Crowds cheer as biggest Confederate statue of Robert E Lee still standing in US is removed
Roughly an hour after workers tied straps around a 12-tonne statue of Robert E Lee, a crowd gathered at the pedestal in Richmond, Virginia.
They cheered and sang as the 131-year-old monument to the Confederate general – central to Civil War mythology and Lost Cause iconography – was brought to the ground.
The scene in Virginia, once the capital of the Confederacy that fought to preserve slavery, marks a watershed moment in the latest push to remove statues of slaveholders and Confederate figures from public view following a summer of racial justice protests last year and a wave of statue removals across the US.
The city’s street best known for its icons of white power no longer features any.
Virginia Governor Ralph Northam announced plans to remove the Lee statue – the largest, still-standing Confederate statue in the country – on June 4 last year, and the state’s Supreme Court sided with the decision after it was challenged, paving the way for construction crews in cherry-pickers to lift the statue from its pedestal.
A crowd chanted “Black lives matter” and sang “Hey hey hey, goodbye” as a crane lifted the statue yesterday.
Crews then began sawing it into pieces to transport it to storage.
Mr Northam said removing the towering statue – a six-story bronze figure first erected in 1890 – “is an important step in showing who we are and what we value as a commonwealth.

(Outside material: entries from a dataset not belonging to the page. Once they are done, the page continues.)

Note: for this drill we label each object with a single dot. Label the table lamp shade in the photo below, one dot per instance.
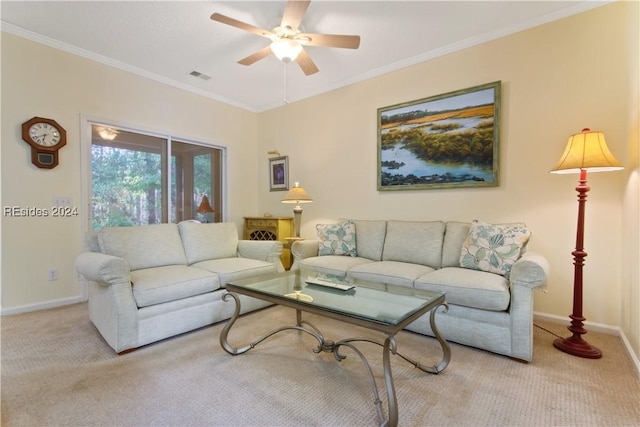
(587, 150)
(205, 206)
(297, 195)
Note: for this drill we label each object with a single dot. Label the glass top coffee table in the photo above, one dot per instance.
(380, 307)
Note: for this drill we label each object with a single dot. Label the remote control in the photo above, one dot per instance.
(321, 282)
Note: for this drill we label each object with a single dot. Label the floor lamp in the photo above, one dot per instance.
(297, 195)
(585, 151)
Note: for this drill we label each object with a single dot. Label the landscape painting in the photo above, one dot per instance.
(445, 141)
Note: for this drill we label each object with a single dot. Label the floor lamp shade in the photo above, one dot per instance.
(586, 151)
(297, 195)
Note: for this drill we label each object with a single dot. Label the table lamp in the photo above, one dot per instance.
(205, 208)
(585, 151)
(297, 195)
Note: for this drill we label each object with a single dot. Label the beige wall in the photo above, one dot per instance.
(556, 79)
(579, 72)
(41, 81)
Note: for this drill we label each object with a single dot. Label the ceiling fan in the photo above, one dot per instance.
(287, 41)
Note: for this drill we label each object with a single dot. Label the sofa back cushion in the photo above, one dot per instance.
(203, 242)
(414, 242)
(370, 238)
(454, 236)
(144, 246)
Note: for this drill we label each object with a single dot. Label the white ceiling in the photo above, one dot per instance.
(166, 40)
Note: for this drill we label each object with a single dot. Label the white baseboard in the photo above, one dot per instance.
(42, 306)
(595, 327)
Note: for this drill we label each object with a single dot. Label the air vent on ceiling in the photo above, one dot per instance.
(199, 75)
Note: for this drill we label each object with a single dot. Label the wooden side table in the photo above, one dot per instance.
(271, 228)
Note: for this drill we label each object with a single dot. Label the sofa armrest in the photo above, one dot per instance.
(262, 250)
(531, 270)
(301, 249)
(104, 269)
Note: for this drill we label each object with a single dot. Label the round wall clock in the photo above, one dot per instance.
(46, 137)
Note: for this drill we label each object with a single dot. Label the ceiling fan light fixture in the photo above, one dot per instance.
(286, 50)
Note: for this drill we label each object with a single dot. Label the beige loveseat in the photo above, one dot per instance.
(487, 274)
(152, 282)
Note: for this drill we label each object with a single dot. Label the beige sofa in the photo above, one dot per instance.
(152, 282)
(487, 274)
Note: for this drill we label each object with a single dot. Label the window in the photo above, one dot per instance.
(135, 182)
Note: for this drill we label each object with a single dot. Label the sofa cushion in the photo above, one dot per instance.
(493, 248)
(414, 242)
(370, 238)
(229, 269)
(144, 246)
(469, 288)
(169, 283)
(389, 272)
(337, 239)
(332, 264)
(454, 236)
(209, 241)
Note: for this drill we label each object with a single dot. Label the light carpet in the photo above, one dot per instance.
(58, 371)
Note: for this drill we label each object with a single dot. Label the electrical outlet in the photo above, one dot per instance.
(61, 201)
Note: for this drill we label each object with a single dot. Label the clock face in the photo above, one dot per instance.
(44, 134)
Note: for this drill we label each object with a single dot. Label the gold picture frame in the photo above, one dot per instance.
(279, 173)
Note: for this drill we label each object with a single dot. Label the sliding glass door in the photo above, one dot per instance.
(134, 180)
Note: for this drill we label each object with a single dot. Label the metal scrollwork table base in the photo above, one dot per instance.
(389, 346)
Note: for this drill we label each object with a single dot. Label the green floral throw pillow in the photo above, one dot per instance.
(493, 248)
(337, 239)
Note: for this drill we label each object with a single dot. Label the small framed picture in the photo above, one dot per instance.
(279, 173)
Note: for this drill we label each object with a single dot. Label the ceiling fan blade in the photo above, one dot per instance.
(293, 13)
(329, 40)
(306, 63)
(256, 56)
(239, 24)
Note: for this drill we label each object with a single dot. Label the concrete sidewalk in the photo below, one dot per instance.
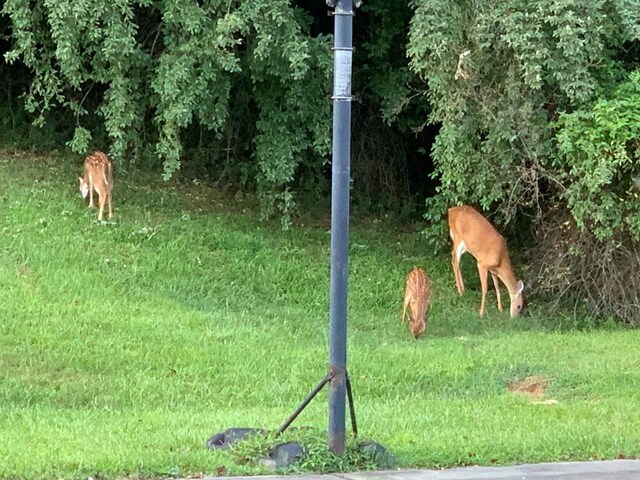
(600, 470)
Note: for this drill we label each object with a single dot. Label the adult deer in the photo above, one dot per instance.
(473, 233)
(98, 176)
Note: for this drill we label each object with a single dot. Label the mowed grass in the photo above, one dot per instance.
(125, 345)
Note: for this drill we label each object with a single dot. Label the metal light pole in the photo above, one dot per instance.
(340, 179)
(337, 376)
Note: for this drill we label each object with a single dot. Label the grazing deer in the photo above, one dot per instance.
(98, 176)
(417, 296)
(473, 233)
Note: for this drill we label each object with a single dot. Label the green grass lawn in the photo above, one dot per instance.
(124, 346)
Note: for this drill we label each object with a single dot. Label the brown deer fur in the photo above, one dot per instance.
(98, 176)
(417, 296)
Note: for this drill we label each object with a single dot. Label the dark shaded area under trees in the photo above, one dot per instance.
(528, 110)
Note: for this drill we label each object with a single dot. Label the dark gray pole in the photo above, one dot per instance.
(342, 54)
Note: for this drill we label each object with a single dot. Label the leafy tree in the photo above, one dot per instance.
(156, 68)
(538, 106)
(498, 74)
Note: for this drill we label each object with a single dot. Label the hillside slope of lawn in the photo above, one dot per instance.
(125, 345)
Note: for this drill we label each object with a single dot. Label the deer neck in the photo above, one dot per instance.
(505, 273)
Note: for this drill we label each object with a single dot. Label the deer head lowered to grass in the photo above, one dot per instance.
(98, 176)
(473, 233)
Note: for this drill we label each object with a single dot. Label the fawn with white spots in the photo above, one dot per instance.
(98, 176)
(417, 296)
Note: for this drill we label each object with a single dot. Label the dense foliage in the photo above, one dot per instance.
(498, 75)
(156, 68)
(535, 105)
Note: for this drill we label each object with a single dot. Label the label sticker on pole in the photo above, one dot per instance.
(342, 69)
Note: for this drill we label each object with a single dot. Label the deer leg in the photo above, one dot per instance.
(455, 263)
(407, 299)
(496, 284)
(90, 192)
(483, 282)
(101, 200)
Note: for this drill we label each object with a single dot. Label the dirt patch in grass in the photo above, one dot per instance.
(533, 386)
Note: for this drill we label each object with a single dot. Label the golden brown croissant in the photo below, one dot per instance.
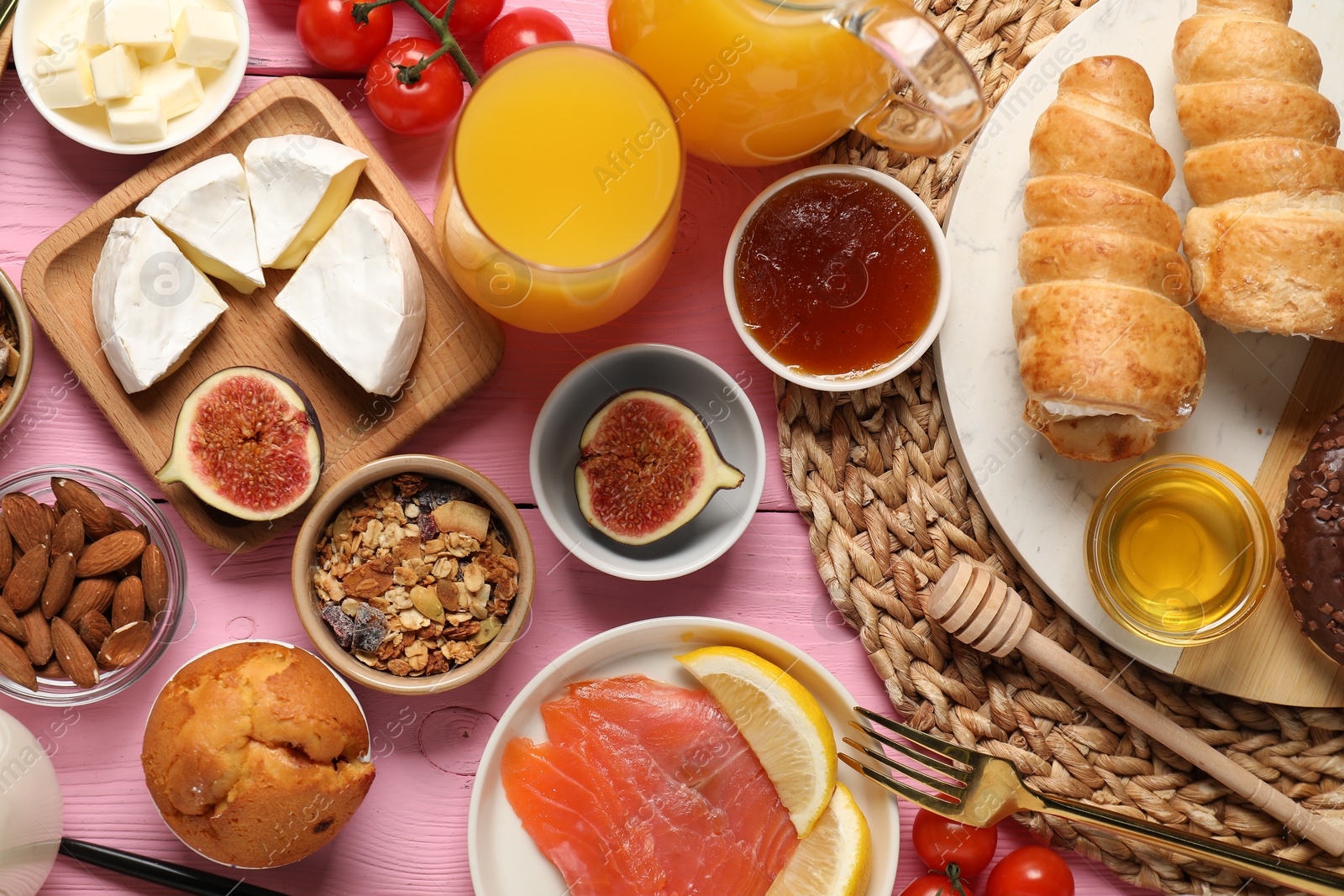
(1106, 349)
(1267, 238)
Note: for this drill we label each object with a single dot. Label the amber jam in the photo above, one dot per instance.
(835, 275)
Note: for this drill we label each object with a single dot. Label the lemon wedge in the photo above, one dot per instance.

The public monuments reflect the story we choose to tell about who we are as a people”, he said in a statement yesterday.

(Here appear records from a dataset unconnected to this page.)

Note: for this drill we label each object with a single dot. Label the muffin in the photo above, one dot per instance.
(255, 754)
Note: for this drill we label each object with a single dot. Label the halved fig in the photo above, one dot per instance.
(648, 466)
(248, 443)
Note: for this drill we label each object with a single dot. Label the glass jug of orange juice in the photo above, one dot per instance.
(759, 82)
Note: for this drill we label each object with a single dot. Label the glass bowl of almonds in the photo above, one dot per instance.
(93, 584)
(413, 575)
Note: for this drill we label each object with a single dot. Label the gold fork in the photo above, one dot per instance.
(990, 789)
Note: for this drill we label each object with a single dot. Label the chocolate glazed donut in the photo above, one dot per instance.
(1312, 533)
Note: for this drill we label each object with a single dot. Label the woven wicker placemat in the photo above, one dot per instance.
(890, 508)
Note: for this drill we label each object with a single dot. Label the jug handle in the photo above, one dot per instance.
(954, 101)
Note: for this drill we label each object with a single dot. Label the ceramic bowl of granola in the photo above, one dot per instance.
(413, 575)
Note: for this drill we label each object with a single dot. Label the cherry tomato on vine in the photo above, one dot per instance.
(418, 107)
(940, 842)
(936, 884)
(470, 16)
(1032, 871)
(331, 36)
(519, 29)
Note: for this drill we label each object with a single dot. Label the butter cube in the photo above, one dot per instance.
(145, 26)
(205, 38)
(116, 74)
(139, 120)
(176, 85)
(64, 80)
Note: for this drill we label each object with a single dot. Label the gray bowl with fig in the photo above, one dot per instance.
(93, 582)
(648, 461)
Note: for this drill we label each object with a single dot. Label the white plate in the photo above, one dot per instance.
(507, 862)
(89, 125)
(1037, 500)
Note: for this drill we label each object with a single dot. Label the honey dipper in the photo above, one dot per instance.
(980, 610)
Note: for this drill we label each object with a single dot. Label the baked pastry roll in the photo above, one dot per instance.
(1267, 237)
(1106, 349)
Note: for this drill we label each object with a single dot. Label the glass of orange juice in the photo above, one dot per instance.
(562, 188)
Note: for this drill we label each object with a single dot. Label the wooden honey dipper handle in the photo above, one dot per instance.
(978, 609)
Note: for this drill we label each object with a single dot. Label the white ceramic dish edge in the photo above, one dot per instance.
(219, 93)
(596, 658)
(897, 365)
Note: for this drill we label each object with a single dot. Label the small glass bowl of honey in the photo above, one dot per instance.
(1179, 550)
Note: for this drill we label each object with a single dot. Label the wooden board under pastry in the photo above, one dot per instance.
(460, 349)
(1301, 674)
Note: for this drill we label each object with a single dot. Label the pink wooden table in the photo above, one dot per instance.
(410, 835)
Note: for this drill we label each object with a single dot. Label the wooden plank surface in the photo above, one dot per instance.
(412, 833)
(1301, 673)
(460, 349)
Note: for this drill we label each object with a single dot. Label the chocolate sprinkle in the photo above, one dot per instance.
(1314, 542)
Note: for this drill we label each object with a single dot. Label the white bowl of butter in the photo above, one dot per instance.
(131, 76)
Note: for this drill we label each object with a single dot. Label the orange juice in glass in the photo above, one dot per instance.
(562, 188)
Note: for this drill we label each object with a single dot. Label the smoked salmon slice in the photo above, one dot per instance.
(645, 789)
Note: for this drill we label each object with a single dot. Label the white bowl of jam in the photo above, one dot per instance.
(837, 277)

“It is time to display history as history, and use the public memorials to honour the full and inclusive truth of who we are today and in the future.”
Richmond Mayor Levar Stoney said: “Richmond is no longer the capital of the Confederacy.

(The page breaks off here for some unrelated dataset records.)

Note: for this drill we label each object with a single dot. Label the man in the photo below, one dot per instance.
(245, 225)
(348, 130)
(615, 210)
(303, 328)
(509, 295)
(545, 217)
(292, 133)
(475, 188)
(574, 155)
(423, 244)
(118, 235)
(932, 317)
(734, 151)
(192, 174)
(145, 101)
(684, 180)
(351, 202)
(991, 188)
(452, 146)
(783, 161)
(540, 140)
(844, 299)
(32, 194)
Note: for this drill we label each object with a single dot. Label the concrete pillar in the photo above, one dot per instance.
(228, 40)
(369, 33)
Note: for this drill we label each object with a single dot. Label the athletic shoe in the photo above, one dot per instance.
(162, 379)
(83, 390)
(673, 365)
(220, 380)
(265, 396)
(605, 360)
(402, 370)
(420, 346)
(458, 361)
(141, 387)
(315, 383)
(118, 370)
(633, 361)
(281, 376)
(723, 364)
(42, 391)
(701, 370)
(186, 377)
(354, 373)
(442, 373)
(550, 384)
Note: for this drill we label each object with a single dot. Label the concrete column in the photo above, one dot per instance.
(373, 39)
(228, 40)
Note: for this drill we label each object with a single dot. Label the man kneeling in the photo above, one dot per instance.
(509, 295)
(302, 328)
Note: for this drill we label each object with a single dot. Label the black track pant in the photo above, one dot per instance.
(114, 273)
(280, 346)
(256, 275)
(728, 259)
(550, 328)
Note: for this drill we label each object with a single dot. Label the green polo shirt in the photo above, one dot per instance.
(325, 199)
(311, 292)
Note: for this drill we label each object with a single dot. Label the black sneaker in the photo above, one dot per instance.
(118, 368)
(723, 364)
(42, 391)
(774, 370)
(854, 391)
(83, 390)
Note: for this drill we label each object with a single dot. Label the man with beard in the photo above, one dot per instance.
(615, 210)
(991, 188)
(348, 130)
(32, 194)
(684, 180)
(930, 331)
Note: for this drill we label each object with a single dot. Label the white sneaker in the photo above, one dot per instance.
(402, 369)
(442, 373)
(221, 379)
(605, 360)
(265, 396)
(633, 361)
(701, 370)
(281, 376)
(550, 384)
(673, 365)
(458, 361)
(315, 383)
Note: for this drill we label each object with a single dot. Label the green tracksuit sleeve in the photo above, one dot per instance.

“We are a diverse, open and welcoming city and our symbols need to reflect this reality.”
The giant stone base on which the statue sat will remain in place, although the plaques around it commemorating General Lee will also be removed.
State politicians are also commissioning the Virginia Museum of Fine Arts to survey experts and members of the public to draw up a new vision for Monuments Avenue.
Following decades of att- empts to remove statues of Confederate figures from public spaces after their construction in the years following the Civil War during the Jim Crow era, demonstrators and state and local officials across the US revived their push last year.
On June 29, the US House of Representatives voted to move statues of Confederate figures from the US Capitol.